それから毎朝と仕事後に二時間ほどの稽古を行なうようになり、

その内他の弟子達も稽古に参加するようになった。


始めは半泣きだったA君も、だんだんと面白くなってきたらしく

進んで稽古するようになり、体も引き締まり、逞しくなって来た。

そして、K親方の退院の目処がようやくつき、

俺が助っ人に来てから三ヶ月程が過ぎた頃。

A君が例の不良グループを追い払ったと言う話を弟子達から聞いた。

そして、翌日全身傷だらけにしたA君が俺にバッと頭を下げ


「ありがとうございました!」


と礼を言った。


そして、K親方退院の日。

 俺の親方もお祝いにやってきた。

K親方は俺の手を握り、


「お前さんのお陰で、本当に助かった。
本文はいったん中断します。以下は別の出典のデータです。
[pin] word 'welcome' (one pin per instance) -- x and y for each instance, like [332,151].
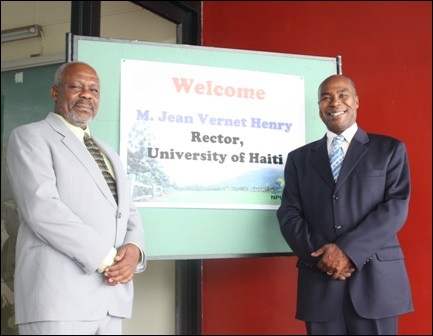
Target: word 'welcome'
[188,85]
ありがとう」


と深々と頭を下げてくれた。

そして俺の親方に向かって礼を述べ、

二人の親方は涙ながらにガッチリと手を握り合った。

 三日後、引継ぎを終え盛大な送別会をしてもらった俺は親方と一緒に帰途についた。


 少し走ると、道端で女性が手を振っている。

 車を止め、窓を開けるとそこには舞が立っていた。


「○○さん、本当にありがとうございました。」


 舞は涙ぐみながら礼を言った。


「また、遊びに来てくださいね!」


 「ああ、また来るよ。元気でな」


 俺は舞のキスを頬に受け、ちょっと照れながら車を出した。

ふとバックミラーに写る舞を見ると、そこには舞の姿は無く

一匹の白猫がしゃんと背を伸ばして座っている。

そして、その背後に犬と猫が数匹控えていた。

ああ、やはりあいつだったか、と思いクスリと微笑う俺に

親方が質問のマシンガンを浴びせてきた。


「まあ、ゆっくり話しますよ。」


 親方に答えながら、俺はこの土地での充実した三ヶ月間を脳裏に想い返していた。